BACKGROUND: The purpose of this study is to analyze the combined effects of selected p53 and p73 polymorphisms and their interaction with lifestyle habits on squamous cell carcinoma of the head and neck (SCCHN) risk and progression in an Italian population. METHODS: Two hundred and eighty-three cases and 295 hospital controls were genotyped for p53 polymorphisms on exon 4 (Arg72Pro), intron 3 and 6, and p73 G4C14-to-A4T14. Their association with SCCHN was estimated using a logistic regression analysis, while a multinomial logistic regression approach was applied to calculate the effect of the selected polymorphisms on SCCHN different sites (oral cavity, oropharynx, hypopharynx and larynx). We performed an haplotype analysis of the p53 polymorphisms, and a gene-gene interaction analysis for the combined effects of p73 G4C14-to-A4T14 and p53 polymorphisms. RESULTS: We found a significant increased risk of SCCHN among individuals with combined p73 exon 2 G4A and p53 intron 3 variant alleles (OR = 2.22, 95% CI: 1.08-4.56), and a protective effect for those carrying the p53 exon 4-p53 intron 6 diplotype combination (OR = 0.67; 95% CI: 0.47-0.92). From the gene-environment interaction analysis we found that individuals aged < 45 years carrying p73 exon 2 G4A variant allele have a 12.85-increased risk of SCCHN (95% CI: 2.10-78.74) compared with persons of the same age with the homozygous wild type genotype.
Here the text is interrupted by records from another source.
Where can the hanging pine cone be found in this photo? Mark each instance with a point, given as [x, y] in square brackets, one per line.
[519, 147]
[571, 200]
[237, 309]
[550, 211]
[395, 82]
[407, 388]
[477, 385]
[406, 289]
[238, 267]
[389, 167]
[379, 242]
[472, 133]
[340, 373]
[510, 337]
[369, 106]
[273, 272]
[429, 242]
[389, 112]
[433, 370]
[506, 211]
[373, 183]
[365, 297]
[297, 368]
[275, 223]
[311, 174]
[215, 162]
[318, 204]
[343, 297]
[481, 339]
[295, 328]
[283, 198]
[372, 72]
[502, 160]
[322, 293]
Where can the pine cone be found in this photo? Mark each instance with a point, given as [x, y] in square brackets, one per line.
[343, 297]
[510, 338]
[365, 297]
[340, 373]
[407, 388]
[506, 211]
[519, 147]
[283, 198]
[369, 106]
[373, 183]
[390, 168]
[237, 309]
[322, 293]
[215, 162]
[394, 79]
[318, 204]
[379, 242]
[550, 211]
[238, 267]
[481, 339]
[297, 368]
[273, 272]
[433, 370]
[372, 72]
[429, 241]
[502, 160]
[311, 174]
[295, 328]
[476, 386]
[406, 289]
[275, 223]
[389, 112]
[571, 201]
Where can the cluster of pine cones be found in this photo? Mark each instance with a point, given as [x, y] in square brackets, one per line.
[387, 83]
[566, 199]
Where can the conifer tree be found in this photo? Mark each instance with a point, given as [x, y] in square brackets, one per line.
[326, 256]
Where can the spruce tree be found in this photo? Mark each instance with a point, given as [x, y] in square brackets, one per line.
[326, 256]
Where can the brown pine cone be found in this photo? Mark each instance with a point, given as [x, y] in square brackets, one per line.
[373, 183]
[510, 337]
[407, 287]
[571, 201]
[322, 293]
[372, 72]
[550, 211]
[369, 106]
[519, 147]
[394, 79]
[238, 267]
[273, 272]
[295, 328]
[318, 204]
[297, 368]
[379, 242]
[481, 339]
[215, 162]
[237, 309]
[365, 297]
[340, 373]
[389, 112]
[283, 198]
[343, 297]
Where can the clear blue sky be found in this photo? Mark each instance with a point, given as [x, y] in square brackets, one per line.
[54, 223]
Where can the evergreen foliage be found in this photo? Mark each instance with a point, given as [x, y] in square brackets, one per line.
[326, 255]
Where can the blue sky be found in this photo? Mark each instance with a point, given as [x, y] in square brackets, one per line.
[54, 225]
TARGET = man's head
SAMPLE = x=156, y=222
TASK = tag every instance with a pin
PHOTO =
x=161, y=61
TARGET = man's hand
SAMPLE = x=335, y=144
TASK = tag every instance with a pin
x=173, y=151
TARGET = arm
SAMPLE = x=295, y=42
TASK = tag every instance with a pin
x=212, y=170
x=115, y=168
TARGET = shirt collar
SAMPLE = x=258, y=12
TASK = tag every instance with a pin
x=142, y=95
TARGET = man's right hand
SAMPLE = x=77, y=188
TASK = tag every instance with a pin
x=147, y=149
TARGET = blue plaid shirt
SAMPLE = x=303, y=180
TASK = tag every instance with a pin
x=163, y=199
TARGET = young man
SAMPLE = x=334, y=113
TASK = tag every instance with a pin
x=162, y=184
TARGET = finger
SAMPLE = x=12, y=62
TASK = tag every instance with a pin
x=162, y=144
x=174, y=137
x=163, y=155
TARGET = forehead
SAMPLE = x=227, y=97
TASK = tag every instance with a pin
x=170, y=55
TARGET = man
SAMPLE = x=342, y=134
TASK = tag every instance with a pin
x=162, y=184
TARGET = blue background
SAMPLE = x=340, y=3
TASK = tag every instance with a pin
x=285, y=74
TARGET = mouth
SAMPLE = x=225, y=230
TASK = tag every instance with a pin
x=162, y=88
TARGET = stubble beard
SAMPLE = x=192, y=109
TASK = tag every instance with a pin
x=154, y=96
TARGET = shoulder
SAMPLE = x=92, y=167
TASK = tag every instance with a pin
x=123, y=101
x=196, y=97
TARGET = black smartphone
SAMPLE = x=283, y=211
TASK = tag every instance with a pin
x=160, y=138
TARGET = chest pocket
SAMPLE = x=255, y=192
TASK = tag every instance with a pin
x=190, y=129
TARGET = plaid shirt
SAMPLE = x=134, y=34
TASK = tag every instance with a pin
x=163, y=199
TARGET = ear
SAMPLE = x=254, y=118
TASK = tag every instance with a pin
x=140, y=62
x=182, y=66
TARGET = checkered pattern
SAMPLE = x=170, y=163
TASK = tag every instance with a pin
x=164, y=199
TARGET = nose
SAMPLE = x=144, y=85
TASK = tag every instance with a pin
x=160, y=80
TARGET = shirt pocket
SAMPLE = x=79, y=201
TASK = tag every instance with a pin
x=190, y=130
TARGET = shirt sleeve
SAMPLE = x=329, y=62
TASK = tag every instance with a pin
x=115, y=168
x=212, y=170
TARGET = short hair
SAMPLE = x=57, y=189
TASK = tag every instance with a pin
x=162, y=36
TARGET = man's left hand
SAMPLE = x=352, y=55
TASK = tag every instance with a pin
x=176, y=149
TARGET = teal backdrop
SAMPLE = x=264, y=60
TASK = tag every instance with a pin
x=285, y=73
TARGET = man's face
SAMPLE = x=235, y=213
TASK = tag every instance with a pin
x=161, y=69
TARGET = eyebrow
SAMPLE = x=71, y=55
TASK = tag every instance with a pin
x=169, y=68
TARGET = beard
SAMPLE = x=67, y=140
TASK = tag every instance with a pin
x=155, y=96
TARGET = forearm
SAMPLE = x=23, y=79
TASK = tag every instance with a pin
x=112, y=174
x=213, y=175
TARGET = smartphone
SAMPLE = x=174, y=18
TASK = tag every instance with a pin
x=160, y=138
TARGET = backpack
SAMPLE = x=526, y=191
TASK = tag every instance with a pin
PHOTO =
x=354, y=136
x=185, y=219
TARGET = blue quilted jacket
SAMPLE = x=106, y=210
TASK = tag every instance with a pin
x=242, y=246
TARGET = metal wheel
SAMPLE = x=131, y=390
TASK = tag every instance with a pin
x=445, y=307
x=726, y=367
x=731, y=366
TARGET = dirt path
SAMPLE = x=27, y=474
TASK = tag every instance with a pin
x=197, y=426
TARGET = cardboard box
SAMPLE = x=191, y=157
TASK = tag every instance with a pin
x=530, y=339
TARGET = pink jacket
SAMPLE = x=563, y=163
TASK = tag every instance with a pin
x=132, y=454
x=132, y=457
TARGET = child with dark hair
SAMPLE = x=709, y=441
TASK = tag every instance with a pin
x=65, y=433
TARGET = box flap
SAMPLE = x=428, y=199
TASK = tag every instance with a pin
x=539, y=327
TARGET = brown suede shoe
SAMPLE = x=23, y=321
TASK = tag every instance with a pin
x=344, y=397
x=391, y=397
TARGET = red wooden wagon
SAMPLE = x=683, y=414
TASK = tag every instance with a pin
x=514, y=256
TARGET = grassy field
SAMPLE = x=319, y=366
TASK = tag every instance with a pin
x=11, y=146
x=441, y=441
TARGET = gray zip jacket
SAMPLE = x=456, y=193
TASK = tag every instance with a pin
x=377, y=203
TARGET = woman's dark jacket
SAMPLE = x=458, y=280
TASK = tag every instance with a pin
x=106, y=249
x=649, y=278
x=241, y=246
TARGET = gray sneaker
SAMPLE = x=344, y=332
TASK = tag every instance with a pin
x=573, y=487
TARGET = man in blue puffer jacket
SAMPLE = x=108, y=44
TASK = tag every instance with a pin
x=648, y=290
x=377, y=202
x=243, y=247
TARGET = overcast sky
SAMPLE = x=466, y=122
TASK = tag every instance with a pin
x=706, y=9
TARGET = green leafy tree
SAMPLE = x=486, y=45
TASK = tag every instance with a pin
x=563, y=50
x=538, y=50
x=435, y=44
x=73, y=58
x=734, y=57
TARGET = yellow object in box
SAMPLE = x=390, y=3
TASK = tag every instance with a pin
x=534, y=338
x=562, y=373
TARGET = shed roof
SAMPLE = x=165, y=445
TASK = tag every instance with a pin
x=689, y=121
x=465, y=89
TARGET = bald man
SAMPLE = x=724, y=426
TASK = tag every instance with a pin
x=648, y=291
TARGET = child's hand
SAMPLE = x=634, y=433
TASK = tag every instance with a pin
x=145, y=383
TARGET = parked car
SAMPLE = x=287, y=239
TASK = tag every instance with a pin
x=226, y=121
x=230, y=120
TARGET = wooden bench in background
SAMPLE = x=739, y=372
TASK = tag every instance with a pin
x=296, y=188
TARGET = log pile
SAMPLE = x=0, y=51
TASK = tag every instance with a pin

Improved survival rate was observed among p53 intron 6 variant allele carriers (Hazard Ratio = 0.51 (95% CI: 0.23-1.16). CONCLUSION: Our study provides for the first time evidence that individuals carrying p53 exon 4 and p53 intron 6 variant alleles are significantly protected against SCCHN, and also shows that an additional risk is conferred by the combination of p73 exon 2 G4C14-to-A4T14 and p53 intron 3 variant allele. Larger studies are required to confirm these findings.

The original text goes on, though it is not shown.